SC, three Surveillance Operators (SOs) and a Passive Controller (PC) work to help him compile the recognized air and surface image for transmission to the ground and other airborne units. The Data Link Manager is only on board of the E-3D and is responsible for the management of data links in accordance with the operational task. This person is also the deputy for the SC if necessary. The PC is responsible for improving the aerial image, ID procedures and self-protection of the E-3A Sentry through passive detection of transmitters and other platforms. The Weapons Team is led by the Fighter Allocator (FA). The FA is responsible for the safe behavior of all aircraft assigned to the E-3A during a mission. Its two Weapons Controllers (WCs) can manage a wide range of air missions. Some types of missions can be Offensive and Defensive Counter Air Operations using fighter planes and Close Air Support and Battlefield Air Interdiction with (fighter) bombers.

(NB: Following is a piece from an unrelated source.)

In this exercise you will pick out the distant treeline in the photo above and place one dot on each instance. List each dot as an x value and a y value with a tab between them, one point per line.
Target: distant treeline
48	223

Because of the complexity of the systems on board, the E-3A has on-board technicians who take care of the basic maintenance of the highly advanced mission equipment. This means that one can check and maintain these systems during the flight. The Communications Technician (CT) initializes, manages and monitors the highly advanced communication equipment onboard of the Sentry. Onboard the E-3D, the CT works together with a Communications Operator. The System Technician (ST) initializes, uses and maintains the on-board computer systems which are the heart of the mission equipment. On board the E-3D this position is called the Display Technician (DT). The Radar Technician (RT) operates and maintains the mission radar. Without this radar, no mission would be possible, because this system is crucial for all operations on board. He maintains contacts with the SC and the ST to provide the best possible radar image for the surveillance and weapons teams on board. The tasks and dedication of the crew are shown in the emblem of the E-3A Component. The emblem of the E-3A component has the NATO star above the image of an E-3A Sentry and three lightning bolts from below. These elements are superimposed on an orange-yellow background with a part of a dark blue globe underneath. The NATO star symbolizes the multinational nature of the operational crew of the first international operational flying unit of NATO.

The overall mission of this diverse crew is to cover the entire spectrum of tactical command to control and support effect-based operations around the world at the direction of NATO commanders and authorities. The crew of the AWACS system has as its main task the Airborne Early Warning & Control role, where airspace supervision and early detection of airborne threats are observed. In addition, it can also be used in the Command & Control role. The Sentry has the command and control of military air units during operations and exercises. The Sentry is also used for escorting fighter planes during operations and exercises. In addition to the offensive roles, the Sentry can also be used to coordinate SAR tasks and rescue operations. Finally, the E-3A is used for the control and coordination of airspace of the present aircraft and in missile defense for control of ground-based airspace defense units and support for maritime operations at sea. The E-3A Sentry fleet of the NATO is one of the most modern of its kind. Since the establishment of the E-3A Component, various modernization programs have been implemented for upgrading communication, navigation and radar equipment. In addition, all control panels have been adapted in such a way that they now contain color screens. Fourteen E-3As undergwent various cockpit changes in the last two years. The most important aspect of this is the replacement of many analog instruments with a so-called glass cockpit. The navigation equipment is also adapted and improved to modern NATO standards.